Na ‘avioneta’, viajei numa maca improvisada, dessas de resgate que se vê quando há acidentes em São Paulo. E só consegui enxergar mesmo o teto cinza encardidinho e ouvir o ‘rooooommmm’ do motor. Aliás, não sei se foi efeito da noite anterior, mas nesses 40 minutos de vôo me lembrei da inesquecível Brasília azul, ano 78, que comprei no páteo da Volks naqueles priscos e bons tempos. Foi o meu segundo carro, se bem me lembro…
Essa ‘viajada que dei por conta própria talvez tenha sido uma forma de bloqueio. Só quando aterrissamos, fui lembrar que aquele lago – dito pelo guia no dia anterior – é maior do que a cidade de São Paulo em extensão e tem cerca de 350 metros de profundidade. Ufa…Aliás, quaisquer 45 centímetros de água já me afogariam, pois sequer conseguia me sustentar sentado…
Já no hospital em Porto Mont, o diagnóstico do médico chileno foi preciso: Síndrome de Dollor Lombar. Remédio: antiinflamatório com soro na veia, relaxante muscular de oito em oito horas, luz infravermelha duas vezes ao dia e três dias sem sair da cama, repouso absoluto…
— É desgaste, disse o bom senhor de branco que me atendeu solicitamente.

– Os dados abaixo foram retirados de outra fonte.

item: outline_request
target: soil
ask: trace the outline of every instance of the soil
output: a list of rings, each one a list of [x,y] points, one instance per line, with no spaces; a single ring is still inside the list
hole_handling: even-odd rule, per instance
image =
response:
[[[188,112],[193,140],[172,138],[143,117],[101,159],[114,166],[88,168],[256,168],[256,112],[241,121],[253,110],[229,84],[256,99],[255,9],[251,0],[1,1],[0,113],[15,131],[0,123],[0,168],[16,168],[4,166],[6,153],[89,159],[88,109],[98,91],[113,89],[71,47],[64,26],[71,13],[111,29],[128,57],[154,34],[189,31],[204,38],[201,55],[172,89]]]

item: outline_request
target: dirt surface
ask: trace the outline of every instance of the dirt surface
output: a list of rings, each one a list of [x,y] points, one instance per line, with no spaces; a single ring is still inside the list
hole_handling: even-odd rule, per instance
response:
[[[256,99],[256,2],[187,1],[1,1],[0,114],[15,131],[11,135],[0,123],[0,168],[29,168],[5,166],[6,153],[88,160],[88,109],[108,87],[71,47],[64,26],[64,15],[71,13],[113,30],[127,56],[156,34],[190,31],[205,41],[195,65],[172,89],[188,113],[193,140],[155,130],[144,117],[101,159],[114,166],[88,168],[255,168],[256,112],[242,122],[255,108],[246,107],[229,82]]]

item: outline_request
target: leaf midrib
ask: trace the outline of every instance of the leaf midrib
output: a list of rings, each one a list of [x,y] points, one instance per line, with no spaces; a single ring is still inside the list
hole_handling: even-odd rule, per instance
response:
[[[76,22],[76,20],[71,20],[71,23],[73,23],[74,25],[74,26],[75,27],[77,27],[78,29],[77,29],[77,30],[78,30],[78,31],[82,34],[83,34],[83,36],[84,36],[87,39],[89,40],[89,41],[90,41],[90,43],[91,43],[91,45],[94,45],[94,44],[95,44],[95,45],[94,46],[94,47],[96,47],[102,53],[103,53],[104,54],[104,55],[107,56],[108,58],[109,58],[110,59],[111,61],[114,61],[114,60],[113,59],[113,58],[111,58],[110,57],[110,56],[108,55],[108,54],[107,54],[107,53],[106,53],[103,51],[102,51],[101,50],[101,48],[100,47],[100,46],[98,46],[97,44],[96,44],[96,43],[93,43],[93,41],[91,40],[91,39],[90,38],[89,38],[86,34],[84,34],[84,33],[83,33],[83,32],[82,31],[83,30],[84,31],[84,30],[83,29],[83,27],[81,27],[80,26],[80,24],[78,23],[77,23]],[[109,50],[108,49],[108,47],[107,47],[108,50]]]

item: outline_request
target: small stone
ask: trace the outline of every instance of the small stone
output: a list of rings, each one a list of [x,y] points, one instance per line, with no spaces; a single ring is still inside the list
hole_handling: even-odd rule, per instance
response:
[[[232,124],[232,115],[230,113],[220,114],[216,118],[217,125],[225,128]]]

Confesso que achei razoável o parecer do doutor, depois confirmado pelos exames que fiz, incluindo raio x e tomografia da coluna. Só lamentei mesmo ter que dar razão ao bom homem quando completou o diagnóstico com a seguinte frase:
— Fique tranqüilo, Don Rodolfo. O senhor vai ficar bom. É assim: quando você não pára. É a vida que pára você…
Dias depois, Don Rodolfo respirou aliviado por deixar aquele fim-de-mundo – aliás, como os próprios chilenos chamam aquelas paragens. Precisaria agora enfrentar outras tantas peripécias antes de chegar a São Paulo. O roteiro inicial já era, teria de refazer tudo. Mas, agora estava exausto para pensar ou planejar qualquer coisa. E, mesmo com o corpo em cacos, prostrado fisicamente, sentiu a alma leve, estranhamente saltitante, a lhe soprar uma inadequada proposta para aquele momento…
— É, um dia a gente volta… No mínimo, para rever aquela fada madrinha que lhe apareceu, em sonhos na madrugada de Peulla. Era um tanto estranha. Vestia-se de cinza, igualzinho às recepcionistas do hotel. Mas, que interessante, usava uma bolsa de água quente no lugar da varinha de condão.